PART FOUR: CONCLUSION

This evaluation has a strong bearing on the justification for continued public-sector support for the development of renewable technologies. Prior and sometimes faltering support has taken a variety of forms, from research funding to subsidies for investment and production. The public may well ask what the return has been on these investments. We do not provide evidence or attempt to evaluate the efficacy of public- sector programs as such, nor can we attribute the changes in technological development to government policies in general. The changes we observe may or may not be attributable to public-sector programs. But the claim that renewable technologies have failed to meet goals that influenced the nature of public-sector programs can be addressed directly.

A critical question is how to measure the success of renewable technologies. We propose two such measures. One is their performance relative to projections for their contribution to meeting electricity demand. A second is their performance relative to projections of cost. Regarding the first, renewable technologies seem to have failed in general, at least in terms of their contribution to grid-connected electricity generation, with perhaps a couple of exceptions (notably biomass).43 With respect to the second measure, renewables seem to be a success. The development of renewable technologies obviously has not occurred while the world otherwise stood still. In fact, over the time horizon we evaluated, dramatic changes have characterized energy markets in general. The ultimate impacts of these changes have been mostly favorable for electricity consumers; they have also been frustratingly disappointing for the fate of renewable technologies. The price of generation from conventional technologies has fallen precipitously, largely due to changes in fuel markets. This has raised the hurdle over which renewable technologies must pass in order to penetrate the electricity market in a significant way.

We view the confluence of changes in energy markets as an indication of the success of an array of changes in public policy, including, in particular, regulatory reform and deregulation of key energy markets and related industries such as railroads. Ironically, the perceived failure of renewable technologies to contribute importantly to electricity generation today is to a significant degree attributable to these successes.

This does not imply that public-sector support for renewable technologies has been misplaced. Public-sector financial incentives for renewable technologies (as well as other energy technologies) can be viewed as a precaution against rising energy prices, vulnerability to disruptions of foreign energy supply, and environmental concerns. After all, fire insurance is not judged as successful from the perspective of whether or not a person’s house actually burns down. Similarly, the success of public-sector support for renewable technologies should not be viewed from the perspective of largely unrelated outcomes.

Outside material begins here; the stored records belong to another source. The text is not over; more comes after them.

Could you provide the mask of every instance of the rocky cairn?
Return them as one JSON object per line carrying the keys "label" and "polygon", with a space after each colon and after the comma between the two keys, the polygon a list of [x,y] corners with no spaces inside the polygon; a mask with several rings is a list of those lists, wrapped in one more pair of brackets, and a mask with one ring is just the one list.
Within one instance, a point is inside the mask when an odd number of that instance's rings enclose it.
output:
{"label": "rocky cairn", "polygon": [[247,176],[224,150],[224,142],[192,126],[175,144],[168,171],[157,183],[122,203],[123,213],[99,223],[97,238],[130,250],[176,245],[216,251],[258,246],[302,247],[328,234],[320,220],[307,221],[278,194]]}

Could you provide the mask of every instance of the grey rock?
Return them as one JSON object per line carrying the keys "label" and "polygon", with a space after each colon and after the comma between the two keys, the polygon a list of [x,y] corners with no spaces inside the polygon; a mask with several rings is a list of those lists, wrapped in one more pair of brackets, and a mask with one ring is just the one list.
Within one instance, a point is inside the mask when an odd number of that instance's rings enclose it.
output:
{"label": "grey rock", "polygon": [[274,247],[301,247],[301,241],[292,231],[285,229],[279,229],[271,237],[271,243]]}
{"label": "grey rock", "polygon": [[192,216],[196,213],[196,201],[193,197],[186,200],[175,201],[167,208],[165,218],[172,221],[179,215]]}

The most important measure of success would seem to us to be the cost of electricity generated from renewable technologies compared with the expectations that served as the justification for public-sector support. According to this measure, renewable technologies have met the goals set for them, and could be considered an important component of an ongoing movement toward sound energy policy. Whether the level of support has been adequate or should continue we leave to other investigators.